Louv mentions in his book that those of us who grew up with direct, everyday access to nature tend to romanticize it, idealize it. That's probably true. I know that our time spent outside wasn't all play. We griped about making hay and fixing fences. We moaned about carrying water for the cows on ice-cold mornings. I'm sure my complaints about weeding the garden seemed endless to my mom and my dad probably wondered if I would ever learn to stack a woodpile so it wouldn't fall. Chopping thistles in the cow pastures seemed like some kind of torture. Now the farm has automatic frost-free waterers and high-tensile fences that the deer can't knock down.
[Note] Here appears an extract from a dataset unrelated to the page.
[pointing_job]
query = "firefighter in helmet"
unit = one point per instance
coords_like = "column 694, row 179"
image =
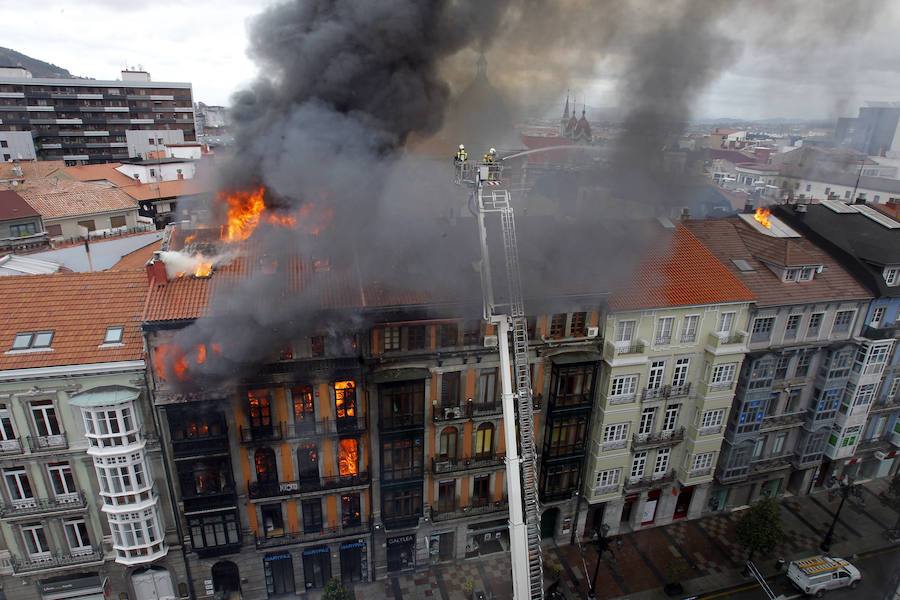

But it all built character, just like my dad said it would. We always knew where our food came from, and how our house stayed warm. And now we shake our heads when we drive by pastures full of thistles.
Somehow, I don't think my brother or cousins or I realized what we had until we grew up and left the farm. When I went to college, it took me months to get used to the light from lampposts coming through the window all night. The constant noise of the dorms made me wish for the solitude of a rainy afternoon at the top of the hay mow, listening to the patter of rain on the metal roof.
More than anything, I want Bert to have those experiences. We talk about someday moving back closer to the farm, but until that can happen, we are trying to carve out a little bit of that life right here. The garden, the park across the street, and lots and lots of trips to the farm should awaken in him curiosity and adventure and give him the room to roam I was fortunate enough to grow up with. I wish for him clear nights, full of endless stars, and soft new calves and fresh, warm eggs. I wish toads and salamanders and dirty knees and bare feet. I can only hope that I am patient enough to cook him wild mustard when he pulls it and wants to try eating it, to clean scraped knees and elbows, and to explain why baby mice and birds in shoeboxes won't survive. To me, these things are the essence of childhood, and every child is entitled to that.